Encore convalescente à la suite du choc du coronavirus, la filière viande bovine américaine commence à régler ses comptes. Des distributeurs du Minnesota ont lancé une action de groupe contre les 4 principaux transformateurs du territoire : Cargill, Tyson foods, National beef et le brésilien JBS.

Échanges d’informations

Ces derniers sont accusés de possibles manipulations de marché depuis 2015. Les procureurs généraux de 11 États, des élus et le président Trump ont en parallèle sollicité le ministre de la Justice, William Barr, pour qu’il conduise des investigations complètes sur le secteur. Échanges réguliers d’informations de marché, ententes sur l’approvisionnement des usines, réductions volontaires de capacité ou encore fixations de prix sont évoqués dans la plainte. Au-delà de ces allégations, deux épisodes récents ont particulièrement attiré l’attention des syndicats d’éleveurs et des élus.

En 2019 dans le Kansas, un incendie mettait à l’arrêt un des principaux abattoirs de la société Tyson foods. Avec 6 000 têtes abattues par jour, l’unité représentait à elle seule 6 % des capacités d’abattage du pays. Dans les semaines qui ont suivi l’accident, les prix d’achat de bœuf chez les éleveurs reculaient de près de 12 % sur le territoire, pendant que les prix de vente en sortie d’usine augmentaient de 7 %.

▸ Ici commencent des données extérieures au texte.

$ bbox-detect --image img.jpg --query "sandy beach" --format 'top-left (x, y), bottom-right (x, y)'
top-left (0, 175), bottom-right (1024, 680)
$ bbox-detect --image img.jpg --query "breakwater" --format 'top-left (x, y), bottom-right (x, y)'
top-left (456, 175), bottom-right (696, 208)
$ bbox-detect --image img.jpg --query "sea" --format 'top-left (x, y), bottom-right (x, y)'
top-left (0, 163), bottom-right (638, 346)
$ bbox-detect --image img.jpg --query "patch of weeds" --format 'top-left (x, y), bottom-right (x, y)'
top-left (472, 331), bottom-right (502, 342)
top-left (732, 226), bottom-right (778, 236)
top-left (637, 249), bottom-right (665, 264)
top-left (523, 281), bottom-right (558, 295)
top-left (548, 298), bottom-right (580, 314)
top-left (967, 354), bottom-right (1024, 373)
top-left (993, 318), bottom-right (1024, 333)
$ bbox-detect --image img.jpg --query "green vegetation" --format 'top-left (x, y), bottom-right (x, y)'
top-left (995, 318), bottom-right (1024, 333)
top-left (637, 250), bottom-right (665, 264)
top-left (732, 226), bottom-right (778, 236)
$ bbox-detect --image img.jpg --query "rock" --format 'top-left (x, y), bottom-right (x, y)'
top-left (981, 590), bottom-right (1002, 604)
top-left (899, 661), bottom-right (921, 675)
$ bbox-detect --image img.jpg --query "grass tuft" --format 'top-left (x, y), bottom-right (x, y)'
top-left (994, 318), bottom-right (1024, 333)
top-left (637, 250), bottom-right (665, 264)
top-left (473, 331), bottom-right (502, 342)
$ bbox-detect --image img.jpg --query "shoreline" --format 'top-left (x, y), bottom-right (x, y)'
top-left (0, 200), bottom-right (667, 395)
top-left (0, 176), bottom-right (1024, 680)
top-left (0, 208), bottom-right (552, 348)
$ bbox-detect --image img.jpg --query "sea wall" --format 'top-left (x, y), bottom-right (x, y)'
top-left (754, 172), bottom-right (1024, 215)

Plus spectaculaire, au plus fort de la crise du Covid-19, la marge moyenne des industriels de la viande a plus que triplé au niveau national. En attendant la suite des investigations de la justice, l’USDA (1) a analysé l’évolution des prix lors de ces deux séquences. Son rapport du 22 juillet a mis en évidence les changements brutaux entre les prix de la viande en vif et en découpe, mais n’a pas permis d’établir des manipulations. Brooke Miller, président de l’association nationale des éleveurs bovins (USCA), rappelle que l’affaire n’est pas terminée. « Les conclusions de l’USDA n’excluent pas la possibilité que des entités ou des groupes d’entités aient enfreint la loi. Cette enquête est toujours en cours et nous attendons avec impatience les résultats du ministère de la Justice. »

83 % du marché

Outre les potentielles malversations, ces évènements ont mis en lumière le profond déséquilibre qui existe dans la filière. Une préoccupation qui n’est pas récente. En 1921, le Packers and stockyards act était créé pour garantir une libre concurrence et la transparence du marché. Mais cette loi ne prévoyait pas la restructuration des opérateurs qui a eu lieu depuis. En 1977, les quatre plus grosses entreprises contrôlaient 25 % du marché. 83 % en 2018. Dans leur lettre adressée au ministère de la Justice en mai, les 11 procureurs généraux ont mis en évidence le risque auquel la filière fait face. « Avec une concentration aussi élevée et la menace d’une consolidation croissante, nous craignons que les transformateurs soient bien placés pour coordonner leur comportement et créer un goulot d’étranglement dans l’industrie, au détriment des éleveurs et des consommateurs. » Benoît Devault

(1) Département américain de l’Agriculture.